Improving outcomes for teen parents and their children in Massachusetts 2017: an analysis of population changes and service needs
MetadataShow full item record
BACKGROUND: A substantial decline in the rate of teen births and changes in the population of teen parents have occurred over the past two decades with corresponding shifts in service needs. Past research has found services to teen parents to have initial or preliminary success, with little to no long-term change enacted. A novel service being implemented in Chelsea, Massachusetts has shown promise in dealing with very high risk teen parents. QUESTION AND SPECIFIC AIMS: A. Has the decline in teen births in Massachusetts come primarily from teens at lower medical and socio-demographic risk resulting in the current cohort of teen mothers constituting a higher risk group? B. How does the novel approach used by the High-Risk Young Mother’s Program at Roca Inc. effectively engage and serve a high-risk population? C. What lessons can be applied from this approach to services for high-risk teen mothers in other settings? METHODS: Both qualitative and quantitative methodology provided the basis for an in-depth examination of teen parenting services in a time of transition. This investigation examined two cohorts of teen births data in Massachusetts to compare changes in the population of teens giving birth from a time when teen births were high (1999–2003) in Massachusetts to more recently (2009–2013) after a dramatic decline.
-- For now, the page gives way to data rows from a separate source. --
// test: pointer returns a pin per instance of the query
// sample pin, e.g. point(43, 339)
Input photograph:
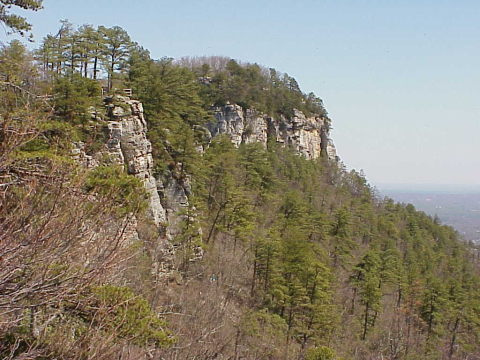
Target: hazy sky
point(400, 80)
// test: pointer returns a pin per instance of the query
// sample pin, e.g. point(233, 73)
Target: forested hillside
point(260, 253)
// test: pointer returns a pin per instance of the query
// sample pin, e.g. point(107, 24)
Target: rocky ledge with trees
point(129, 231)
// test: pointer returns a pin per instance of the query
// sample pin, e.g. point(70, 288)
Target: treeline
point(301, 259)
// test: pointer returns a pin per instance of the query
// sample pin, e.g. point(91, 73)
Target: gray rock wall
point(128, 145)
point(309, 136)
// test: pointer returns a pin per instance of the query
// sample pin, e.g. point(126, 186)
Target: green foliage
point(74, 95)
point(320, 353)
point(112, 182)
point(18, 24)
point(126, 315)
point(252, 86)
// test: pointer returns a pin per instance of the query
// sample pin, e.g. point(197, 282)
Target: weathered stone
point(128, 145)
point(309, 136)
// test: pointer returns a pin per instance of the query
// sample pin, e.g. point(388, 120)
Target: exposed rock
point(128, 145)
point(80, 156)
point(309, 136)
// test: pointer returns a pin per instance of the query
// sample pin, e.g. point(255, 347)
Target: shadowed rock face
point(128, 145)
point(309, 136)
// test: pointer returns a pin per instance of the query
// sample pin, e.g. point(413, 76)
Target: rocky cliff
point(309, 136)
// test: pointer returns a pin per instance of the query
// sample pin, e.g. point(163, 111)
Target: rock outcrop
point(309, 136)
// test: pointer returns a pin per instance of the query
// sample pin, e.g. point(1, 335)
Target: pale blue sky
point(401, 80)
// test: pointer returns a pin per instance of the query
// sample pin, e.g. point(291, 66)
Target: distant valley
point(455, 205)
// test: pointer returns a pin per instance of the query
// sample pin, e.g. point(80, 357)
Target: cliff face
point(128, 145)
point(309, 136)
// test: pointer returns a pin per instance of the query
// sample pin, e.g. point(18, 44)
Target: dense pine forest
point(271, 255)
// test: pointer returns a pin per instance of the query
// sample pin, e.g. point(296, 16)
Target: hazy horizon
point(401, 81)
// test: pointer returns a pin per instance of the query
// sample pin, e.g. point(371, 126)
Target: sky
point(400, 79)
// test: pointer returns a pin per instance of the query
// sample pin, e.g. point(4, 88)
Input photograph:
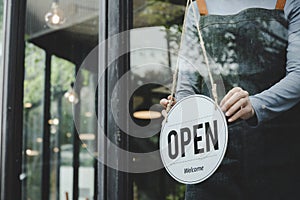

A case study was then developed of an innovative program that has had success in reaching a higher risk population in order to discern lessons for the field. Research was guided by the PARiHS implementation science theoretical framework in order to understand the barriers and facilitators to organization change tailored to reach this vulnerable population. RESULTS: Modest changes in the population of teens giving birth in the later cohort indicate a consolidation of risk in certain communities. Teens who gave birth in the more recent cohort were more likely to be Hispanic, more likely to report no prenatal care, less likely to have a father reported on the birth certificate, and more likely to have anemia. The Roca Inc. program involved adaptation and flexibility, adherence to a theory of change, and dedication to serving girls who have experienced trauma. Implications Further research is needed to assess the changes in teens giving birth despite overall declines in teen pregnancy nationally. The Roca Inc. program can serve as a model for reaching and successfully serving vulnerable youth and families.